Subitamente, sentiu alguém tocando seu braço, e percebeu que estava respirando no ar frio. De alguma forma, estava em frente à loja de armas, numa rua cheia de pessoas, com Jace ao seu lado.
— Clary — disse ele. — Está tudo bem. Tudo está bem. Os Caçadores de Londres, todos escaparam.
— Diana falou que há feridos — repetiu Clary. — Mais sangue derramado por causa dos Morgenstern.
Ela baixou os olhos para a espada, a qual sua mão direita ainda agarrava; os dedos pálidos no cabo.
— Você não precisa ficar com a espada.
— Não. Diana tinha razão. Ter medo de tudo que é dos Morgenstern dá... dá a Sebastian poder sobre mim. E é exatamente isso que ele quer.
— Concordo — disse Jace. — Por essa razão eu trouxe isto.
Ele lhe entregou uma bainha de couro preto, ornada com um desenho de estrelas prateadas.

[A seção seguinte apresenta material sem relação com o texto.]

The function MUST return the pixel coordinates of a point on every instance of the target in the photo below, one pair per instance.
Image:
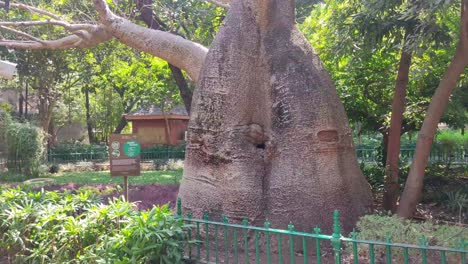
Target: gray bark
(268, 135)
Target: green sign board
(131, 149)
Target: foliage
(25, 147)
(381, 228)
(163, 152)
(51, 227)
(54, 168)
(360, 43)
(458, 201)
(67, 149)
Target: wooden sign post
(124, 153)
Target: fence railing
(224, 242)
(104, 156)
(406, 155)
(368, 155)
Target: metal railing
(368, 155)
(372, 155)
(224, 242)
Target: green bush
(398, 230)
(51, 227)
(25, 146)
(163, 152)
(77, 152)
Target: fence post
(336, 237)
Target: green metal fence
(102, 156)
(224, 242)
(406, 155)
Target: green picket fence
(224, 242)
(406, 155)
(102, 156)
(364, 155)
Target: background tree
(414, 184)
(369, 45)
(262, 93)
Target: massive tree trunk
(414, 183)
(392, 188)
(268, 136)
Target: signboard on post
(124, 153)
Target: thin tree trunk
(184, 89)
(392, 187)
(167, 127)
(89, 124)
(414, 183)
(123, 122)
(26, 101)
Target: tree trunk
(152, 22)
(45, 107)
(268, 135)
(26, 101)
(123, 122)
(414, 183)
(392, 188)
(89, 123)
(184, 89)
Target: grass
(103, 177)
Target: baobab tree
(268, 135)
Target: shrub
(25, 147)
(51, 227)
(77, 152)
(381, 228)
(54, 168)
(163, 152)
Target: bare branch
(82, 39)
(66, 25)
(31, 9)
(21, 33)
(218, 3)
(84, 35)
(180, 52)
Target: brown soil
(145, 196)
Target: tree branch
(84, 35)
(84, 40)
(182, 53)
(66, 25)
(32, 9)
(218, 3)
(21, 33)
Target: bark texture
(392, 188)
(414, 183)
(268, 135)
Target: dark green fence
(368, 155)
(101, 156)
(406, 155)
(224, 242)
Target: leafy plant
(399, 230)
(25, 147)
(51, 227)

— Você não pode andar para cima e para baixo com uma arma desembainhada — emendou ele. — Quero dizer, você pode, mas é provável que te olhem de maneira estranha.

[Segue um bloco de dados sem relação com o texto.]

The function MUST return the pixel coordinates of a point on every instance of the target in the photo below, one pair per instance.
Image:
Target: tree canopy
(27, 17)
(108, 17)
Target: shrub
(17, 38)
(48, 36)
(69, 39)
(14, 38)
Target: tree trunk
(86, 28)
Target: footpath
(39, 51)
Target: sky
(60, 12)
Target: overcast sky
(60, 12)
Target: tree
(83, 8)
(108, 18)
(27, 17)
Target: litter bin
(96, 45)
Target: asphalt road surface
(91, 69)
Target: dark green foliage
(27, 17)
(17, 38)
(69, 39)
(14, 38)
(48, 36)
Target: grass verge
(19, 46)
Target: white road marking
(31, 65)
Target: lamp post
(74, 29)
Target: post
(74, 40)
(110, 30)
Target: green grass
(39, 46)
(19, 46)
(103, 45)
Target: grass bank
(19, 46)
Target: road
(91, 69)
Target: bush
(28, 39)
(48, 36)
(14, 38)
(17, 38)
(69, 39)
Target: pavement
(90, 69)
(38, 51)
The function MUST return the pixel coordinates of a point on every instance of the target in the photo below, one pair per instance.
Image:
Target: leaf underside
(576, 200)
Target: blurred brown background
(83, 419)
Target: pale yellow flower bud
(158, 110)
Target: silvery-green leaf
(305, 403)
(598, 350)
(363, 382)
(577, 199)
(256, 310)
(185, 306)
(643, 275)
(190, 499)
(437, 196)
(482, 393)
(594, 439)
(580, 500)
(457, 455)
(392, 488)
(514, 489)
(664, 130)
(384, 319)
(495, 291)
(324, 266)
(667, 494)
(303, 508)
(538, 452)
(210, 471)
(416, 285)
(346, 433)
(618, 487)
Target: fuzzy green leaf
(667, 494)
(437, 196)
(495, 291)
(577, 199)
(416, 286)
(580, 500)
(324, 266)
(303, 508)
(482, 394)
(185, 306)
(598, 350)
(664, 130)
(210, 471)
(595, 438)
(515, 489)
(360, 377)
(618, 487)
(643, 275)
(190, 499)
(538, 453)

Clary pegou a bainha, cobriu a espada, a enfiou no cinto e fechou o casaco por cima.
— Melhor?
Ele afastou uma mecha de cabelo ruivo do rosto dela.

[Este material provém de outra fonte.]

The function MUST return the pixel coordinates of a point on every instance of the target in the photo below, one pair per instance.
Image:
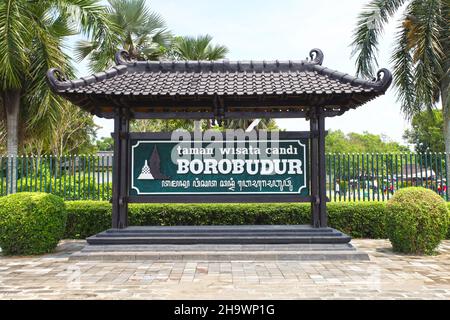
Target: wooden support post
(314, 170)
(124, 173)
(116, 169)
(322, 172)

— É sua primeira arma de verdade, que pertence a você. O nome Morgenstern não é amaldiçoado, Clary. É um sobrenome de Caçadores de Sombras antigo e glorioso que remonta a centenas de anos. A estrela da manhã.
— A estrela da manhã não é uma estrela — afirmou Clary, mal-humorada. — É um planeta. Aprendi isto na aula de astronomia.
— Lamentavelmente, a educação mundana é prosaica. Olhe — refutou ele, e apontou para cima.
Clary olhou, mas não para o céu. Ela olhou para ele, para o sol no cabelo claro, para a curvatura da boca quando ele sorria.
— Muito antes de alguém saber sobre planetas, eles sabiam que havia fendas no tecido da noite. As estrelas. E sabiam que havia uma que se erguia a leste, ao nascer, e a chamaram de estrela da manhã, aquela que trazia a luz, o mensageiro da aurora. É tão ruim assim? Trazer luz para o mundo?
Impulsivamente, Clary se esticou e beijou a bochecha de Jace.
— Certo, está bem — ponderou ela. — Então isso foi mais poético que a aula de astronomia.
Ele abaixou a mão e sorriu para ela.
— Bom — falou ele. — Vamos fazer outra coisa poética agora. Venha. Quero te mostrar uma coisa.
***
Dedos frios contra as têmporas de Simon o acordaram.
— Abra os olhos, Diurno — ordenou uma voz impaciente. — Não temos o dia todo.
Simon sentou-se com tal rapidez que a pessoa diante dele deu um pulo para trás com um sibilo. Simon observou. Ele ainda estava cercado pelas barras da jaula de Maureen, ainda estava dentro do quarto decadente no Hotel Dumort.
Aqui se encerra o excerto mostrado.